Une tempête dévastatrice
Lieux évoqués : Remiremont, Saint-Maurice-sur-Moselle
« De la tempête, Lazare n’avait vu que les marques et stigmates retransmis par les émissions télévisées, les reportages photo des journaux et magazines gourmands, les quelques cicatrices éparses échelonnées dans la vallée de part et d’autre de la départementale entre Remiremont et Saint-Maurice (…) et les malheureux bouleaux déracinés du « jardin » de Mielle et Bernard, leurs souches dressées comme des galettes de terre noire plantées dans le sol par la tranche. Il n’avait pas eu l’occasion d’aller se rendre compte ailleurs, au long des itinéraires de balades qu’il avait empruntés avant – ce qui du reste n’était pas recommandé, voire interdit par les municipalités et l’ONF. De ce qu’il avait vécu au passage de l’ouragan, il ne gardait pas le moindre souvenir, pas une image, pas une sensation. Le néant – comme si le vent hurleur lui avait épluché à vif une grande couenne de conscience.

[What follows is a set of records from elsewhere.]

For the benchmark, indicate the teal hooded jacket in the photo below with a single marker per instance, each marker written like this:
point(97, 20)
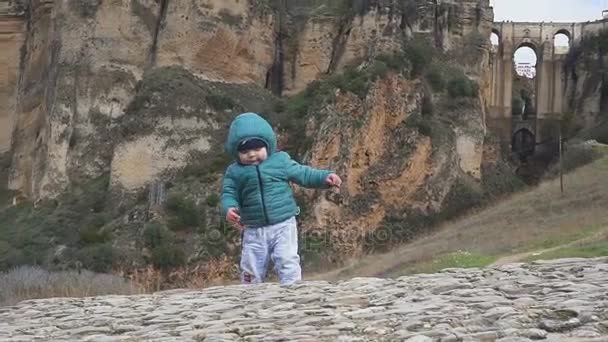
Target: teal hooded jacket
point(262, 193)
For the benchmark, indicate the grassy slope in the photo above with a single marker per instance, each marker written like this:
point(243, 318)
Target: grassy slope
point(539, 223)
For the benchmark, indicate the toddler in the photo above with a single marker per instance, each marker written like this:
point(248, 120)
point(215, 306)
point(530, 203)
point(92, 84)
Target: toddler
point(258, 199)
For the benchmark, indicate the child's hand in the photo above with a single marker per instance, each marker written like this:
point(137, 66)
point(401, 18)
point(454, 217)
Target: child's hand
point(334, 180)
point(233, 217)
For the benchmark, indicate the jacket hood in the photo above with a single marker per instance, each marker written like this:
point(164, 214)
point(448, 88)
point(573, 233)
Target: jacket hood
point(247, 126)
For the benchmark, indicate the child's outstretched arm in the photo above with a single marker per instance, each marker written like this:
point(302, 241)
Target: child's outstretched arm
point(309, 177)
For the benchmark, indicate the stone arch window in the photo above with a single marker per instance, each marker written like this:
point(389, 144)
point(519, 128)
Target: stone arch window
point(561, 42)
point(525, 59)
point(495, 39)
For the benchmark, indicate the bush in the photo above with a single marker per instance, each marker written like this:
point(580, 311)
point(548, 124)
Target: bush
point(420, 54)
point(574, 157)
point(164, 253)
point(166, 257)
point(435, 79)
point(427, 107)
point(220, 102)
point(98, 257)
point(462, 86)
point(213, 200)
point(184, 212)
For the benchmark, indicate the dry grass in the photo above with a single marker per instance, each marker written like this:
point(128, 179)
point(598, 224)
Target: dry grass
point(536, 219)
point(32, 282)
point(221, 271)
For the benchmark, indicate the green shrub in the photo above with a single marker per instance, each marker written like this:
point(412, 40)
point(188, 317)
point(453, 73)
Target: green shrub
point(462, 196)
point(183, 211)
point(427, 107)
point(462, 86)
point(435, 79)
point(500, 180)
point(420, 54)
point(574, 157)
point(213, 200)
point(168, 256)
point(98, 257)
point(157, 235)
point(160, 240)
point(220, 102)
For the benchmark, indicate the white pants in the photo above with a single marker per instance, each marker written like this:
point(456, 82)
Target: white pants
point(278, 242)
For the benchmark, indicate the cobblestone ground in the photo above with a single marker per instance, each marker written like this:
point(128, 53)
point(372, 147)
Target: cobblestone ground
point(563, 300)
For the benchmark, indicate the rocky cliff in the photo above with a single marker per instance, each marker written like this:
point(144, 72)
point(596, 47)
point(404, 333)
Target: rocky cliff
point(138, 95)
point(587, 87)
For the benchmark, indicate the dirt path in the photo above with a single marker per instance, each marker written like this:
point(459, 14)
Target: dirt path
point(509, 259)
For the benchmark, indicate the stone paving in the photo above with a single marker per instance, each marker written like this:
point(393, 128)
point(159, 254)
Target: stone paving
point(562, 300)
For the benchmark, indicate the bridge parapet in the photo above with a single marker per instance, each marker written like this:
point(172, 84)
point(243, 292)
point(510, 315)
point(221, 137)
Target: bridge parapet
point(12, 8)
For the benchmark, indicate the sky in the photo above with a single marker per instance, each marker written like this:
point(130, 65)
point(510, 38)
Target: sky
point(546, 10)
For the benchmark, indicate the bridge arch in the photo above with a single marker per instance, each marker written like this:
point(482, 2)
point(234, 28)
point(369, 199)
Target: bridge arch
point(549, 84)
point(523, 143)
point(563, 31)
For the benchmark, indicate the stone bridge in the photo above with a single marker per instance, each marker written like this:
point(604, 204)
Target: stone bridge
point(550, 81)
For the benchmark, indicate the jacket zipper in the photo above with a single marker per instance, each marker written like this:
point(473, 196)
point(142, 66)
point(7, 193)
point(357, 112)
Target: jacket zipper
point(257, 169)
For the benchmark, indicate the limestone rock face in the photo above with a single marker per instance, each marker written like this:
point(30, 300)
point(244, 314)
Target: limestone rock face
point(231, 41)
point(81, 63)
point(560, 300)
point(12, 32)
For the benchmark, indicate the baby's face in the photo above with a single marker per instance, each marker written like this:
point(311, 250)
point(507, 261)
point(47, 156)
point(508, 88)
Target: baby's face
point(254, 156)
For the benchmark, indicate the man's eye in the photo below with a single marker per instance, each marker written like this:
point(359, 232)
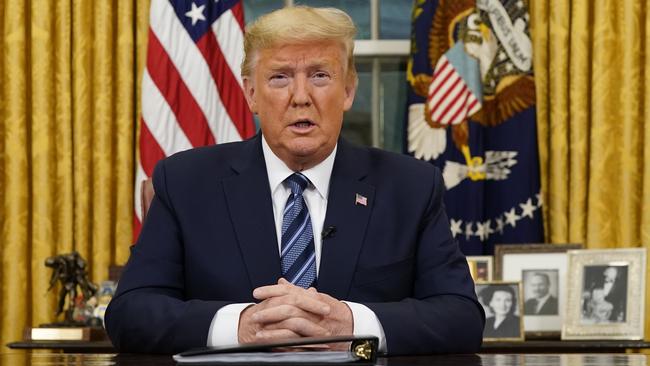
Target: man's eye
point(321, 75)
point(278, 80)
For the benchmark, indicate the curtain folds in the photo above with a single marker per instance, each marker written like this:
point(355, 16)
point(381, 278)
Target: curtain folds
point(67, 143)
point(593, 78)
point(592, 74)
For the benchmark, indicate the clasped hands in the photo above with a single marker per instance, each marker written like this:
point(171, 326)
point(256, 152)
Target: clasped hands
point(288, 311)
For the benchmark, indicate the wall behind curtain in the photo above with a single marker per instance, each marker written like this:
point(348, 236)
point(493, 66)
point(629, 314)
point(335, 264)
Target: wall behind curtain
point(593, 102)
point(69, 74)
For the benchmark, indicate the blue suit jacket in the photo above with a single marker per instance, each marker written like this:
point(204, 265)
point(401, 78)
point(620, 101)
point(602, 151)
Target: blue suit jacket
point(209, 240)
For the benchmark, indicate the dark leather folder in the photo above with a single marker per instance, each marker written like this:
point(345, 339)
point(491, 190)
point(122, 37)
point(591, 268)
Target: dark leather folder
point(362, 349)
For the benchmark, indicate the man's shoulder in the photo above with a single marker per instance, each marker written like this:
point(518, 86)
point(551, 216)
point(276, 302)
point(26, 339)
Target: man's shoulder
point(216, 159)
point(390, 163)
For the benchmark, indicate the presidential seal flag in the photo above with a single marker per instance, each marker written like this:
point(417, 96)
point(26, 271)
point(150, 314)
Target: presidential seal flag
point(192, 92)
point(471, 112)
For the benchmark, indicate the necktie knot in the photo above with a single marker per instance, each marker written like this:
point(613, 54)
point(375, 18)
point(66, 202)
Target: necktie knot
point(297, 183)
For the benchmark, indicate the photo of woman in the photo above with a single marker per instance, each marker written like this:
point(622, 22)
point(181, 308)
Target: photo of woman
point(502, 310)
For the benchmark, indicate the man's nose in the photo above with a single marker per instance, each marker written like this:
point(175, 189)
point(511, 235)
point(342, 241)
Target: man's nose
point(301, 94)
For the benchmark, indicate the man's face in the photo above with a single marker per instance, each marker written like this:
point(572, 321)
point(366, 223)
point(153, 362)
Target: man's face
point(610, 274)
point(538, 286)
point(300, 92)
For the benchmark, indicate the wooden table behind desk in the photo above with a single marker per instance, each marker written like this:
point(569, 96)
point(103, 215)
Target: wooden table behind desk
point(24, 358)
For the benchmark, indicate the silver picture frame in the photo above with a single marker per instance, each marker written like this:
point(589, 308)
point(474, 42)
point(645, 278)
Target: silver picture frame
point(606, 294)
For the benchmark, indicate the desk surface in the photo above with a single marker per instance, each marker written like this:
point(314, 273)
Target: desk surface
point(24, 358)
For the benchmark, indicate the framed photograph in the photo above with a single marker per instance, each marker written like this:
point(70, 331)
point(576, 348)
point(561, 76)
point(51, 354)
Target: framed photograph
point(542, 270)
point(503, 307)
point(480, 267)
point(606, 294)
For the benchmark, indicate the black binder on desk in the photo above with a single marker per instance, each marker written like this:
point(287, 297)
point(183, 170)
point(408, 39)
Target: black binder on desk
point(363, 349)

A présent il voyait, le nez dans le pus du désastre, traversant à cœur la dépouille en lambeaux hirsutes de l’immense cadavre abandonné.
La tension lovée en lui depuis l’angoisse qui lui râpait les nerfs à sa sortie de la bibliothèque se fit plus frémissante. Devint véritablement pénible, au fur et à mesure qu’il s’enfonçait plus avant dans la plaie, que celle-ci prenait de la largeur et des allures d’avenue conduisant aux vallées dénudées du malheur.
Plus d’une fois, Lazare se sentit sur le point de tomber en lui-même, de basculer depuis le seuil étroit de la seule porte prête à s’ouvrir à l’intérieur d’une maison qu’il avait eu le grand contentement de hanter longtemps, d’où il avait été expulsé et jeté aux froidures de la rue, et dont l’accès lui était redonné. Il ressentait cette impression de soulèvement et de gonflement intérieurs quand il était sur le point de se souvenir. Une masse grouillante se tenait là dressée appuyée dos au mur et couvant la maison, et il suffisait d’un rien pour qu’elle crève et s’insinue par un millier de fissures. Il se tenait à la fois au centre précis de cette tension et au centre précis du monde, et tout en même temps s’en éloignait. Il n’y a pas quatre chemins pour s’éloigner des bords du monde quand on en trouve le centre.»
Pierre Pelot, C’est ainsi que les hommes vivent, éditions Denoël, 2003, p. 947.